Gordon Drake, Berns Beach House, Malibu, 1951.

In his prolific, but tragically brief career, Gordon Drake significantly influenced and inspired the direction of post-World War II residential architecture. Working almost exclusively from the west coast, he created a new architecture embraced by post-war middle class America without abandoning any of the rigor of Modernism.

Drake, who was barely 34 years old in 1952 when he was killed in a skiing accident in the Sierras, achieved a body of work enviable to much older colleagues both in quality and quantity, and with such apparent spontaneity to have virtually no rivals in the field of modern architecture.
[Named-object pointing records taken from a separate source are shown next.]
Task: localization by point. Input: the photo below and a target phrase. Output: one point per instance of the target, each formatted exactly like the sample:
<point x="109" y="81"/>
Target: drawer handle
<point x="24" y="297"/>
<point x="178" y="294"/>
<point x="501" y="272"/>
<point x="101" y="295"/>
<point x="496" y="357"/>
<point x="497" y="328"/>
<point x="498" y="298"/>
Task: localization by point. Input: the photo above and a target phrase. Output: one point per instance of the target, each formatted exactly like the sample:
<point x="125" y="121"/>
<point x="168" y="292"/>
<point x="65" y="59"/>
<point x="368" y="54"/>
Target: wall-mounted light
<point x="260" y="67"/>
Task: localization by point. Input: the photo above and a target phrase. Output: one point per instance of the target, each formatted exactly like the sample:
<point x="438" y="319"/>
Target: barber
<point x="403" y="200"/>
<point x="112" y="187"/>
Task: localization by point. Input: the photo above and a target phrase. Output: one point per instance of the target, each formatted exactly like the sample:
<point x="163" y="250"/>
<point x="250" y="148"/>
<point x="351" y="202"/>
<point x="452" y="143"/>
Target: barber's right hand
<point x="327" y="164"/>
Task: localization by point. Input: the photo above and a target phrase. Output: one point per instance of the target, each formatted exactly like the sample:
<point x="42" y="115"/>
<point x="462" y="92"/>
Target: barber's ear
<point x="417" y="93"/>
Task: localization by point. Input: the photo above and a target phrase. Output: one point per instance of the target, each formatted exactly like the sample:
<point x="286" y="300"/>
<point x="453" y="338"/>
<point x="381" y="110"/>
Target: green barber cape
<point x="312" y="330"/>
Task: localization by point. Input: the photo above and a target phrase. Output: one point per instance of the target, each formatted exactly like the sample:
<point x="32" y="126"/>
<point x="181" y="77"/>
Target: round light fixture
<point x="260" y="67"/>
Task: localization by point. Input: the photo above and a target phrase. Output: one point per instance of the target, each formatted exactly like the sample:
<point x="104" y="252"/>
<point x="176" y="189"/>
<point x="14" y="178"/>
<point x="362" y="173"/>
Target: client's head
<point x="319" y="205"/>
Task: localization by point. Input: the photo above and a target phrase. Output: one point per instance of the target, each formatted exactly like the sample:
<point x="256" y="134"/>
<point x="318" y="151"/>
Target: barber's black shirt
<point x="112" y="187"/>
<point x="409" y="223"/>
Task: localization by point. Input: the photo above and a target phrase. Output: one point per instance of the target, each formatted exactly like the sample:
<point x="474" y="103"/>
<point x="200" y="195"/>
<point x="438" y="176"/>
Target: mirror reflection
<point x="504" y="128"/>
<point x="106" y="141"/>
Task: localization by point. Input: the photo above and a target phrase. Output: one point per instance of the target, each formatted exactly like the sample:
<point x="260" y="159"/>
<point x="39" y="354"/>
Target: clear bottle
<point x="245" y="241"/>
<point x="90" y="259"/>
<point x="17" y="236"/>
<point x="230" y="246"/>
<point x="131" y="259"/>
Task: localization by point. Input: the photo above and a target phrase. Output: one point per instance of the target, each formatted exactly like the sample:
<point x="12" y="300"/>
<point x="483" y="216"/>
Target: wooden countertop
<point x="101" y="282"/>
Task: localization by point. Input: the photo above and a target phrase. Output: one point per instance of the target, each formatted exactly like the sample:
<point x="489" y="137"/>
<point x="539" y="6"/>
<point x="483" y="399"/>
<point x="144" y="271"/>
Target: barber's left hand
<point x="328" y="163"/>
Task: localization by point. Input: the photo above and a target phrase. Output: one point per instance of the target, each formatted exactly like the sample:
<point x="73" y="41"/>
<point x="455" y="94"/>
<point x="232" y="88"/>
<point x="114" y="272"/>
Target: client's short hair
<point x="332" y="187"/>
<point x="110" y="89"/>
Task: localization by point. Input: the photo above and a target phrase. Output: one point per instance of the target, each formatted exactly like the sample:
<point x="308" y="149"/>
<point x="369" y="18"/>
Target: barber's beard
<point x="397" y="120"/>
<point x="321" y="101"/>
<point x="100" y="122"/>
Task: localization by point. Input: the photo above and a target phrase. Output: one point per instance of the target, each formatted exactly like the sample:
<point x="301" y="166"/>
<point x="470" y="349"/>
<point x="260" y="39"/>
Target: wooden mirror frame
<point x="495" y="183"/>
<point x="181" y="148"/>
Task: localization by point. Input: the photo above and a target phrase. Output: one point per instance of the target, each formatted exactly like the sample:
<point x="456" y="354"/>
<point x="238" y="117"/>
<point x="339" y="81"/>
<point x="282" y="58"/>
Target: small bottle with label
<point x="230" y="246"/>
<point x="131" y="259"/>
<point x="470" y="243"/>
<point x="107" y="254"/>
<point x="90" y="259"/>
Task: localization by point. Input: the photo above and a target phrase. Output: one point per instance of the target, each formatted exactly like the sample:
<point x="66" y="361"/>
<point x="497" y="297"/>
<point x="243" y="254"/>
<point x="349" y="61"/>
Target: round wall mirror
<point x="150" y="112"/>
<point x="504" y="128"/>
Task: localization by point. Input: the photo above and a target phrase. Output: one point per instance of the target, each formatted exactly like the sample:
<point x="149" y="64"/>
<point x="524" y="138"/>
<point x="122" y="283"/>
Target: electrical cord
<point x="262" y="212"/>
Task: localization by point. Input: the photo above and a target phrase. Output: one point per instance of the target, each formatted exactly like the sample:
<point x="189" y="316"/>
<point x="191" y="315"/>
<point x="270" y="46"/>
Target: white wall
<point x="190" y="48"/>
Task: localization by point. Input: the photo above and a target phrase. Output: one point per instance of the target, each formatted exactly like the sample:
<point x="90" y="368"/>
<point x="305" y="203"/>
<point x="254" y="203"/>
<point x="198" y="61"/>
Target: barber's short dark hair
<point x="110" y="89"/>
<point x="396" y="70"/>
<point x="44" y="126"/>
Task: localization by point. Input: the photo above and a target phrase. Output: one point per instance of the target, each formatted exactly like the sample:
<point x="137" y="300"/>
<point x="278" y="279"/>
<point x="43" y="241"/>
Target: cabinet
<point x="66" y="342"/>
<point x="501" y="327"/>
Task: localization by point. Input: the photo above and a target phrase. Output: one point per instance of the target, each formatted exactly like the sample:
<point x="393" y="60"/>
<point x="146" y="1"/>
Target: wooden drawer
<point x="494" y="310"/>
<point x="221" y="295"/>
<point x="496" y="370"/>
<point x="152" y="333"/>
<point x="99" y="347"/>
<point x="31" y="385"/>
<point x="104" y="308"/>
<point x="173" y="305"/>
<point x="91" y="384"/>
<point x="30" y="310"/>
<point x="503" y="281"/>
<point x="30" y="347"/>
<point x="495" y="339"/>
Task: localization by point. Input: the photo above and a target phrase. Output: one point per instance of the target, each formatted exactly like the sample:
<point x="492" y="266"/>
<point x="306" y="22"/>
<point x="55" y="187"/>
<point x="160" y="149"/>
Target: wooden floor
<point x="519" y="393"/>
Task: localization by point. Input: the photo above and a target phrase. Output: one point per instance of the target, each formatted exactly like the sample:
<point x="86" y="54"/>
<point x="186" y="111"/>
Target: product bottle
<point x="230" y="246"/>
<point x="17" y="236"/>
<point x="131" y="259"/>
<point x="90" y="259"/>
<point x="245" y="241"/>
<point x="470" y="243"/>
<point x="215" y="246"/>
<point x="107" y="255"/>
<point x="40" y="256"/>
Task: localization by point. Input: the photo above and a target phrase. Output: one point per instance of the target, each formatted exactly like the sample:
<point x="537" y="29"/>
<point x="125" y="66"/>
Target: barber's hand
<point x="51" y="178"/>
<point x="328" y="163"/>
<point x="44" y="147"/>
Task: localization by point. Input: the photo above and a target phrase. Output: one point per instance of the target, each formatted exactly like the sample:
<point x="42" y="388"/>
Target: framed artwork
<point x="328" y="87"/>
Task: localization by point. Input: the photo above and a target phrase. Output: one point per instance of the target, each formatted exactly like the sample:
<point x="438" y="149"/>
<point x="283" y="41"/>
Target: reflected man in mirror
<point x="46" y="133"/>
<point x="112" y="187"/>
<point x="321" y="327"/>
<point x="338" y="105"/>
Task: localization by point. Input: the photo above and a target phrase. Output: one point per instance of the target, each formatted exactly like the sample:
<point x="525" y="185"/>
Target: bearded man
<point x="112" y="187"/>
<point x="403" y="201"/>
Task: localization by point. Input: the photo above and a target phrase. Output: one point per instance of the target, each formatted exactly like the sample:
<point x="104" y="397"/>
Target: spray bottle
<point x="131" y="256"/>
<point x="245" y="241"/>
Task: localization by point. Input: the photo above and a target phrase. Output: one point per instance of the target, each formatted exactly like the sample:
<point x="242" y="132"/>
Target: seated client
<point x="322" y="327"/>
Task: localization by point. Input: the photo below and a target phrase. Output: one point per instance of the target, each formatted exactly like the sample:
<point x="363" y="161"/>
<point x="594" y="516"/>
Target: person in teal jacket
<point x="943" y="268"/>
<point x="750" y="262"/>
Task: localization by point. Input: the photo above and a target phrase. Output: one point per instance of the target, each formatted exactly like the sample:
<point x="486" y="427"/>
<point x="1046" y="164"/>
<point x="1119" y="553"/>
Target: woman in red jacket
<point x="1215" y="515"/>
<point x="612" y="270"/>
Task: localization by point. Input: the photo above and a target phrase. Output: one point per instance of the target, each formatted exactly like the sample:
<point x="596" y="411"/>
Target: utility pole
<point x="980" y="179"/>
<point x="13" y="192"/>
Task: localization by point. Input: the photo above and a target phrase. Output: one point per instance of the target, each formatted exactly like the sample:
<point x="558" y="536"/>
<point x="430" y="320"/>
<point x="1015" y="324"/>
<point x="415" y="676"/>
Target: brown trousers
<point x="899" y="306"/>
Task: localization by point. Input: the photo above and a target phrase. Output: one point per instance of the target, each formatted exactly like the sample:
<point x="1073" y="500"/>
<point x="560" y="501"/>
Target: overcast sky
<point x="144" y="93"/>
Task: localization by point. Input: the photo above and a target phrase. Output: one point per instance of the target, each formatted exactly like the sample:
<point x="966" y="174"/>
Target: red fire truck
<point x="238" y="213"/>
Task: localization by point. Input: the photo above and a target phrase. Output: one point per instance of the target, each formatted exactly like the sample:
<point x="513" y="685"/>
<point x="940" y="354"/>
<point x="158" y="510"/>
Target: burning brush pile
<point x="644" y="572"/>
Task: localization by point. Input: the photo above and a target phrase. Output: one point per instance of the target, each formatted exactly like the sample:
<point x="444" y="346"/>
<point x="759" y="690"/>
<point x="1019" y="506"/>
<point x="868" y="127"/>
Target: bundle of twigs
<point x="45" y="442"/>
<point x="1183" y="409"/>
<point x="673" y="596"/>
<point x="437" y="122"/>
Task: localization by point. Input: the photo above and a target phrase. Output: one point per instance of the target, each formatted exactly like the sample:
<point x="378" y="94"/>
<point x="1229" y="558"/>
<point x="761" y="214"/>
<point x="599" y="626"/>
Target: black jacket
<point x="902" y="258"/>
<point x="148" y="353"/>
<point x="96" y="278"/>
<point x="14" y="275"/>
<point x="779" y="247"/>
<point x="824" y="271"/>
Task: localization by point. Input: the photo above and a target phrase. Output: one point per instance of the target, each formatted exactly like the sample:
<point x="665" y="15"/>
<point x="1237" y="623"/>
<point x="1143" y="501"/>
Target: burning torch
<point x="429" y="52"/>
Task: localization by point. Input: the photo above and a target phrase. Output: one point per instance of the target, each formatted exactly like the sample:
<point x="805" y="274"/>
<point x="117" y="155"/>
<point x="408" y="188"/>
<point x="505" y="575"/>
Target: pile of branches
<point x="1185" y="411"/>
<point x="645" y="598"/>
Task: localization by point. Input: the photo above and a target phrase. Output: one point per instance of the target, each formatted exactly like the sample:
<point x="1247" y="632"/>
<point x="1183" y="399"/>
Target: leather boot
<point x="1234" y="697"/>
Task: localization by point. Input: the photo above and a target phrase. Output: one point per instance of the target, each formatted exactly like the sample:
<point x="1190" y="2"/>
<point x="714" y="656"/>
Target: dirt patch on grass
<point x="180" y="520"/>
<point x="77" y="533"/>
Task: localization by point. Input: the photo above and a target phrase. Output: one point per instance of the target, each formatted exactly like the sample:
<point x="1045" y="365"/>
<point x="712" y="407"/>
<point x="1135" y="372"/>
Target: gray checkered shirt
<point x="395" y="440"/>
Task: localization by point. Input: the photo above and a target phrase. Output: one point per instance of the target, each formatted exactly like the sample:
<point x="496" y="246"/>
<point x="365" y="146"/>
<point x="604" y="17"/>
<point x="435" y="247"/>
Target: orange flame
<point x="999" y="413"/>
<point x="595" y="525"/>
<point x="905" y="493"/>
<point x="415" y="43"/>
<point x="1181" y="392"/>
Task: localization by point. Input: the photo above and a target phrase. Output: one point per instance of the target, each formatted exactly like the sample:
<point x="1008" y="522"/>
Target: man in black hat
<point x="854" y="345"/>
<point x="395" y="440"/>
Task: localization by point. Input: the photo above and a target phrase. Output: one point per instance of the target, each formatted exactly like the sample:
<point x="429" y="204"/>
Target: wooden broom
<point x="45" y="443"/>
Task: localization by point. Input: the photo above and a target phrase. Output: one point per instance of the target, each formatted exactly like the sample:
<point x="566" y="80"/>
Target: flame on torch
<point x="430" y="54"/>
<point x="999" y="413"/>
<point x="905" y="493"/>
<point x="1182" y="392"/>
The reissue of California Houses of Gordon Drake by Douglas Baylis and Joan Parry, richly illustrated with photographs and Drake’s own drawings, includes a new introduction by esteemed architect Pierluigi Serraino. Serraino argues that Gordon Drake’s work is of great value today because Drake, well ahead of his time, understood the structural relationship between architectural design, construction methods, and the environmental impact of architecture. Drake anticipated sixty years ago the environmental threats we are facing in our time. His insight of how wasteful construction can be without a sensitive attitude to the rhythms of nature and how reckless it is to design without human values and concerns are themes that are as modern as today.

The book also includes a new preface by Glenn Murcutt.

Douglas Baylis (1915-1971) was a West Coast landscape architect who was associated with Gordon Drake from 1950 to 1952. Gordon Drake did his only remodeling job for Douglas and Maggie Baylis on their home in San Francisco. He lectured at several universities and was Supervising Landscape Architect to the University of California.

Joan Parry was a young free-lance English writer. She did the research and wrote the book of Gordon Drake for this book. Educated in Great Britain and France, she came to America in 1949 and spent three years traveling throughout the country before settling in San Francisco.

Pierluigi Serraino is a practicing architect in the San Francisco Bay Area. The author of many books on architecture, including Eero Saarinen, Modernism Rediscovered, and NorCalMod. His articles and projects have appeared in Architectural Design, ArCA, Global Architecture, Hunch, Construire, Architettura, ACADIA, and Journal of Architectural Education.